While in Ottawa on other business, I recently had the distinct pleasure of hanging out with my friend Ariel and the ladies of Femme Family Ottawa, a wonderful example of the communities that femmes build for ourselves. These femmes (all genders of femme are welcome, though all the other attendees at this particular meeting were women) meet every month for an informal chat at a cute café in Chinatown. I was a bit of a novelty, both as a boy and as a Montrealer, and I enjoyed the cross-pollination that went on.

One of the women brought up femme invisibility, a concept that comes up repeatedly in femme queer women’s thought.
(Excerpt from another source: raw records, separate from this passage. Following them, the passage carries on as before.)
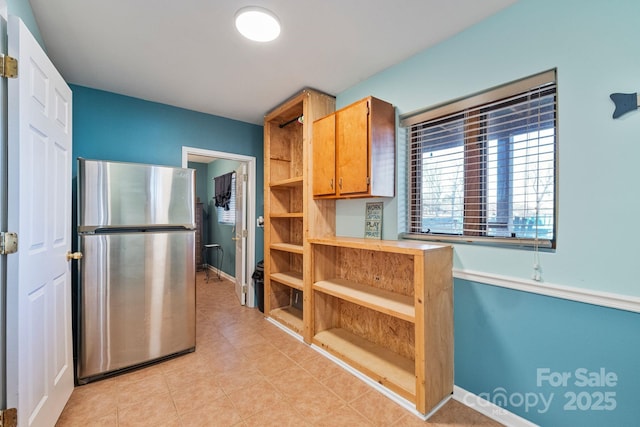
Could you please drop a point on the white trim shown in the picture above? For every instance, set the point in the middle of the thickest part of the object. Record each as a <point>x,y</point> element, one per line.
<point>213,274</point>
<point>604,299</point>
<point>489,409</point>
<point>404,403</point>
<point>251,205</point>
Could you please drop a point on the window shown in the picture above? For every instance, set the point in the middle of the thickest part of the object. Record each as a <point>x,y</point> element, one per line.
<point>483,169</point>
<point>229,217</point>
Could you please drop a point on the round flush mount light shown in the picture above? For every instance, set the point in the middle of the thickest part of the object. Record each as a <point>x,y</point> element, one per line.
<point>258,24</point>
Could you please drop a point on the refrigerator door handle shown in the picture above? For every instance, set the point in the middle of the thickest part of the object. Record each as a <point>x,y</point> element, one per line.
<point>74,255</point>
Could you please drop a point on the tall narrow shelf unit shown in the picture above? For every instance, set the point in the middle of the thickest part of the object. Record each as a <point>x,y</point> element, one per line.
<point>289,207</point>
<point>386,308</point>
<point>383,307</point>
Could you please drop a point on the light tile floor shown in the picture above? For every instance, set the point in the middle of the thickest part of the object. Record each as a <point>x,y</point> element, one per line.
<point>244,372</point>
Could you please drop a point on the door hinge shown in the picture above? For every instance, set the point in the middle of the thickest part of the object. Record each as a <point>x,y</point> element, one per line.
<point>9,417</point>
<point>8,66</point>
<point>8,243</point>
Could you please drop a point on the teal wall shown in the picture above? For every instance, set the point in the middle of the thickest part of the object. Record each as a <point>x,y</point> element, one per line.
<point>108,126</point>
<point>503,336</point>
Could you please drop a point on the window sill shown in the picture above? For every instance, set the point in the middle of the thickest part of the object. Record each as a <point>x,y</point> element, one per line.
<point>512,242</point>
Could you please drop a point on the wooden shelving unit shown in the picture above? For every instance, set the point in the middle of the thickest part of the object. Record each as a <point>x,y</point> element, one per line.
<point>383,307</point>
<point>290,211</point>
<point>386,308</point>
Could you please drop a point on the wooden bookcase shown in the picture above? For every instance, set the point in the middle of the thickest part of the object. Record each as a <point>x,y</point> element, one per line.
<point>386,308</point>
<point>383,307</point>
<point>288,205</point>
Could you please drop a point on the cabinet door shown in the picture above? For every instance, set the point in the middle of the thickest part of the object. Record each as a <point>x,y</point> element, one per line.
<point>352,142</point>
<point>324,156</point>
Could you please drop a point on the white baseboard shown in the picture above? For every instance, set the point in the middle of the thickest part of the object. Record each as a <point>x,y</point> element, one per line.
<point>489,409</point>
<point>213,273</point>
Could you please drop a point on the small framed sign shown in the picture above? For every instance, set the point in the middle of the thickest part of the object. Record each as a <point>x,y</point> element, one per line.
<point>373,220</point>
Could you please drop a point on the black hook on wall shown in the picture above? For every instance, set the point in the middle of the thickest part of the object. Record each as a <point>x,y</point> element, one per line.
<point>624,102</point>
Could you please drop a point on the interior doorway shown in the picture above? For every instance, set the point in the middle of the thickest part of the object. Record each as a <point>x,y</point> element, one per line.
<point>247,261</point>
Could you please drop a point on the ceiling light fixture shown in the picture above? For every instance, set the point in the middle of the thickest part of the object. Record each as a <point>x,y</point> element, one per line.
<point>258,24</point>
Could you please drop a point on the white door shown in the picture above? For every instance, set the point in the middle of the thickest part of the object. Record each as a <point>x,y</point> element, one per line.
<point>241,233</point>
<point>39,340</point>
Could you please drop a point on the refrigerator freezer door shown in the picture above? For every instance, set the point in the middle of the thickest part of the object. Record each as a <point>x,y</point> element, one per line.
<point>135,304</point>
<point>131,195</point>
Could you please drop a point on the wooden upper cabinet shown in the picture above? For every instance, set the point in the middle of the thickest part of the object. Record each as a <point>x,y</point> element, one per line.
<point>324,156</point>
<point>354,151</point>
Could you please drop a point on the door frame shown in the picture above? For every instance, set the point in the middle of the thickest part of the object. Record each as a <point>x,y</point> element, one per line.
<point>4,141</point>
<point>250,161</point>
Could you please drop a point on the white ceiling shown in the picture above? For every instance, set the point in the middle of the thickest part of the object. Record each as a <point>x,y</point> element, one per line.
<point>187,53</point>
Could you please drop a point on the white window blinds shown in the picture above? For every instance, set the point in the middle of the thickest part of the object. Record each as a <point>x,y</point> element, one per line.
<point>483,168</point>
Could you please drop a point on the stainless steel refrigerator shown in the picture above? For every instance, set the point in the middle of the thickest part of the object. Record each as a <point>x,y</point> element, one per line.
<point>136,287</point>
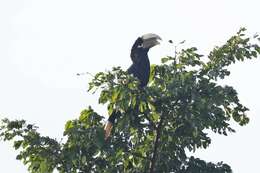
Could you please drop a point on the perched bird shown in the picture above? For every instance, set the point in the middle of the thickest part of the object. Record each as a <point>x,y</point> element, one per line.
<point>140,68</point>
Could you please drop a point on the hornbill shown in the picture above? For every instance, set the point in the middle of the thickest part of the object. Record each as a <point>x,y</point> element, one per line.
<point>140,68</point>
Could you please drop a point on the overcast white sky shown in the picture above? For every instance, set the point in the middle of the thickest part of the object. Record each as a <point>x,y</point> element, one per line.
<point>43,44</point>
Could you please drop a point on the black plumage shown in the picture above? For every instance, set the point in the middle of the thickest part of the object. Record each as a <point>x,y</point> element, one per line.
<point>141,64</point>
<point>140,68</point>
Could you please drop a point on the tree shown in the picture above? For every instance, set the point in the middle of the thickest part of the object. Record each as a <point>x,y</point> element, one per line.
<point>158,124</point>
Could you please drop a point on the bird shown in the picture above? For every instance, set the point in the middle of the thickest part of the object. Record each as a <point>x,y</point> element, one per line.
<point>140,68</point>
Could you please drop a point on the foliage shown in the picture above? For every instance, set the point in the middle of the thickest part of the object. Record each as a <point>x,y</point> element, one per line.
<point>159,123</point>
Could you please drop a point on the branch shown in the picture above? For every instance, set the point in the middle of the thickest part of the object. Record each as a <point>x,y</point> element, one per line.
<point>157,140</point>
<point>156,145</point>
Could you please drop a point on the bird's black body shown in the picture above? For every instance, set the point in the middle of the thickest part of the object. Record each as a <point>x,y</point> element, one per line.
<point>140,68</point>
<point>141,64</point>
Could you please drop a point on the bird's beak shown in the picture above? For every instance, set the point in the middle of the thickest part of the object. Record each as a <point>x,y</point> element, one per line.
<point>150,40</point>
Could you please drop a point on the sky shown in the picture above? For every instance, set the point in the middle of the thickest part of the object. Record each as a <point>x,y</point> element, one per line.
<point>44,44</point>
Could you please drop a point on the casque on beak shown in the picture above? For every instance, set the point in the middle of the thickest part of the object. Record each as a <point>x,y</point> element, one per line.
<point>150,40</point>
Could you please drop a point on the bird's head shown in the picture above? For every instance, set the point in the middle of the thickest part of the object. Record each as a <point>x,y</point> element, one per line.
<point>150,40</point>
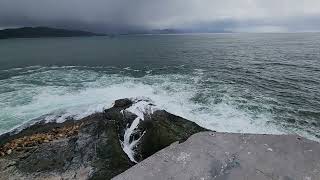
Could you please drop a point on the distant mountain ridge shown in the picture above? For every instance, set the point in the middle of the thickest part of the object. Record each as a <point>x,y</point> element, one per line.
<point>37,32</point>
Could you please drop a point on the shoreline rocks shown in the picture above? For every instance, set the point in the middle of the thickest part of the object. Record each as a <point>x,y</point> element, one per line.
<point>89,148</point>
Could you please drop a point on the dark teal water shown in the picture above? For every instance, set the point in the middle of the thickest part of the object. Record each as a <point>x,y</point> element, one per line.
<point>256,83</point>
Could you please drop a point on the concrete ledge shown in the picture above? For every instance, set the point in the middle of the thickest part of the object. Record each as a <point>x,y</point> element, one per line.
<point>227,156</point>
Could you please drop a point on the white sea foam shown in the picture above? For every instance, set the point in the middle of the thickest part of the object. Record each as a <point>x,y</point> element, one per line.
<point>77,93</point>
<point>139,108</point>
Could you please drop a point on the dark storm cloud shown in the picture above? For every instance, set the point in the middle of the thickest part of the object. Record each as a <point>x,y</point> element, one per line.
<point>193,15</point>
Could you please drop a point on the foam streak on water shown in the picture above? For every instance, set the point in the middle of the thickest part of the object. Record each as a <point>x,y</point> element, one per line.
<point>140,108</point>
<point>61,92</point>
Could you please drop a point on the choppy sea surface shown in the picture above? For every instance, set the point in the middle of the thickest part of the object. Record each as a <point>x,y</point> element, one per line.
<point>250,83</point>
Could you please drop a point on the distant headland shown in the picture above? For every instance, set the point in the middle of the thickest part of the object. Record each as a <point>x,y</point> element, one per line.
<point>38,32</point>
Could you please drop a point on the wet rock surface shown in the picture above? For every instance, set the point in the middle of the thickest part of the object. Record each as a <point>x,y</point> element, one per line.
<point>227,156</point>
<point>90,148</point>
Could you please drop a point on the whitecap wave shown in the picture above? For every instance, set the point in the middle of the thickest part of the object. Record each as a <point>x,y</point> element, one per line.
<point>78,93</point>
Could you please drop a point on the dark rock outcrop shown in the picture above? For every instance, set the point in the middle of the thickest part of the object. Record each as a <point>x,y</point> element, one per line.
<point>90,148</point>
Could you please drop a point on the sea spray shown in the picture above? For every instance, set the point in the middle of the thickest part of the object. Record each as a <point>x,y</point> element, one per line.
<point>141,107</point>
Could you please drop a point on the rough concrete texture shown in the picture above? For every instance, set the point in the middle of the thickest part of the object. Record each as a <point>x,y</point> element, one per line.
<point>227,156</point>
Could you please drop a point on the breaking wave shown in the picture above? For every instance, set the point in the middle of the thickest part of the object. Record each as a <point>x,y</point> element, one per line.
<point>57,93</point>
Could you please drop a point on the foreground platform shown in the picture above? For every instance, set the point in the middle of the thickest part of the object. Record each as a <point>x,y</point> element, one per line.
<point>225,156</point>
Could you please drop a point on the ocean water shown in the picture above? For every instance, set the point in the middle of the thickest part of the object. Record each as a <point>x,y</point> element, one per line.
<point>248,83</point>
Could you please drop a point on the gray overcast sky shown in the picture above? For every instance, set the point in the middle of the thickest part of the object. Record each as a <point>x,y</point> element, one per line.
<point>196,15</point>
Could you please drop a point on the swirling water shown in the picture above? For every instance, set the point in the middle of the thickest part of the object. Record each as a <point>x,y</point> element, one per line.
<point>253,83</point>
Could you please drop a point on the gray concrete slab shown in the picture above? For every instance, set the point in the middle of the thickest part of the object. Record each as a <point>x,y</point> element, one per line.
<point>227,156</point>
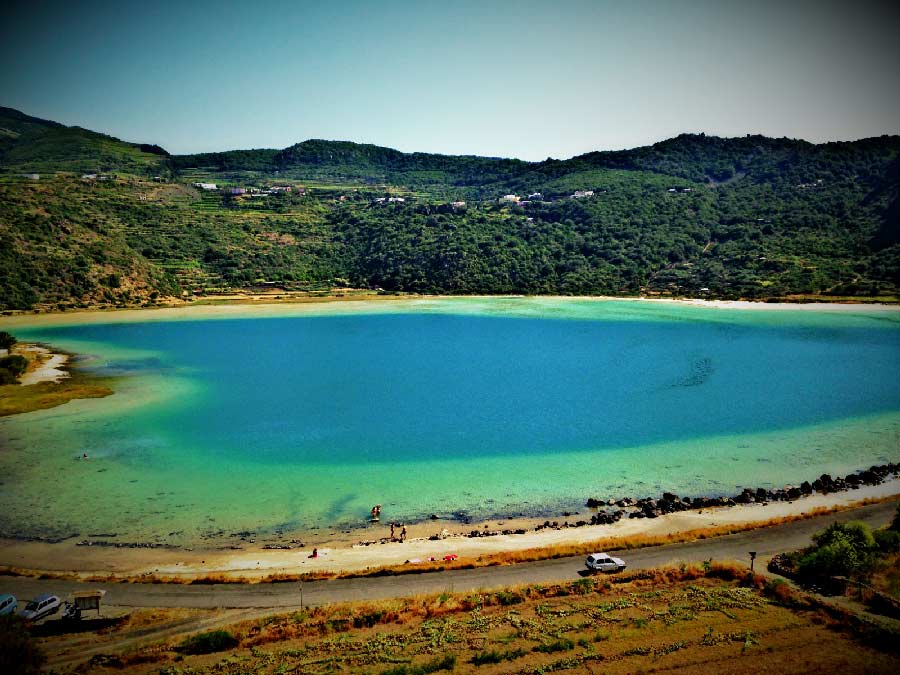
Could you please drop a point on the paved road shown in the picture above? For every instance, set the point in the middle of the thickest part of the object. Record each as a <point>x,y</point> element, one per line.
<point>766,542</point>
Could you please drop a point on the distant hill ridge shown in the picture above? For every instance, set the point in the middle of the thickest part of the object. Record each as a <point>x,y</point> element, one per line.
<point>26,142</point>
<point>696,215</point>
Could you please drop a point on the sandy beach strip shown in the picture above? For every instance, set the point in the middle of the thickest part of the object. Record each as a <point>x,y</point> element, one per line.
<point>347,554</point>
<point>268,307</point>
<point>47,366</point>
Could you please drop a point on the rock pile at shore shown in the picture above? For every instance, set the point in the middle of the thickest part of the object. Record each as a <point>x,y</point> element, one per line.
<point>649,507</point>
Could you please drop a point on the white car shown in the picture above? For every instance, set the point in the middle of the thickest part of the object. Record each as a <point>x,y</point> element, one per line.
<point>603,562</point>
<point>41,606</point>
If I am characterizing it accurately, it is basically that femme queer women often feel that they are not being read as queer, owing to stereotypes of what queer women look like and do. They may feel not embraced, whether in queer women’s spaces or in the world in general, if they are read as ‘traditionally feminine’ and therefore as straight women. It’s a frustrating place to be, and not just because it makes it difficult to get laid.


My amazing friend Elizabeth Marston says in her paper “Rogue Femininity” (in the forthcoming collection Persistence: All Ways Butch and Femme):

Both feminine cis dykes and transsexual women have often been accused of trying to disappear. But often, the femme has no interest in disappearing. All that’s happened is that straights and lazy-minded queers have mistaken her femmeness for conventional femininity. She becomes invisible not because she’s trying to be wallpaper, but because no one’s looking for her difference.

As they discussed this problem in their lives and how they work around and through it, I was musing. I have often applied the word “invisibility” to patterns in my life as a gay femme boy. It’s an interesting coincidence, because the phenomena themselves are so different.

Of course femme men are far from invisible in our individual presentations. (Provided we are read as men by others – a femme trans man who is misgendered by others may find himself in a particularly harsh version of the femme women’s trap above, and have to deal with balancing a presentation that is read as male and that expresses his femmeness, as enoch described in an earlier comment.) One of the reasons I like being a femme boy is the converse of the problem faced by the femme dykes described above: I can never really be in the closet — most anyone who sees me when I’m femming it up immediately reads me as at least some variety of queer. But stereotypes aside, my presentation, being so different from what is considered normal and expected in men, is visible, remarked upon, and the recipient of the occasional thrown beer bottle.

The invisibility arises, like theirs, in my own community. A femme queer woman may well find herself misread as straight by other queer women. But butch and femme are a cultural ‘item’ in the queer women’s community, and while some women deprecate it, or deprecate femmes at the expense of other women, others celebrate them; they are expected and discussed and generally much more in the community’s eye as an identity, at least in my observation.

Gay boys, on the other hand, seem to do their level best to suppress any discussion of effeminacy among them. Sometimes this is pretty literal: I recall hearing about (and may have already mentioned) a gay and lesbian dating site that offered the women the choice between “butch” and “femme” and offered the men “butch” and “very butch.” To the extent that there is any mainstream discussion of non-masculine men at all, it’s to assert that “we’re” not all like that and it’s an unfair stereotype.

(This assertion is occasionally, followed by “but of course some of us are, and that’s good,” but only rarely. On the contrary, I once found myself in an especially gross argument with someone who seemed to believe that the stereotype that gay men are femme was no less offensive than the stereotype that gay men prey on young boys.)

Femme, like butch, is a pole to which queer women can gravitate; in the place of those poles, gay men seem to have a ladder, climbing towards butch and out of… nothingness. Being un-butch doesn’t “get” you anything. You’re just not butch, and the situation is not spoken of except in insults.

As I’ve pointed out, someone must be having sex with us, considering how much of it we have; but nobody asks for us by name. We are not discussed; we barely even discuss ourselves, at least in the time and place where I find myself. (In other times and places, we have. More on the Radical Faeries later, I hope.) Femme queer women’s invisibility stems from others’ misreading, misinterpreting, missing; ours stems from others’ (and for many of us, our own) embarrassment and deprecation.

And yet. And yet, when I facilitated an informal little workshop with few notes and fewer conclusions at an alternative queer festival in town earlier this year, it was one of the best-attended workshops of the entire week. We obviously have a thirst to hear about and see ourselves and one another.

Anyway, the women in Ottawa were interested to share these experiences of invisibility, different in character and site but still related. It’s another way paying attention to femme women has been teaching me about myself as well, and it’s another thing for us to discuss and share about.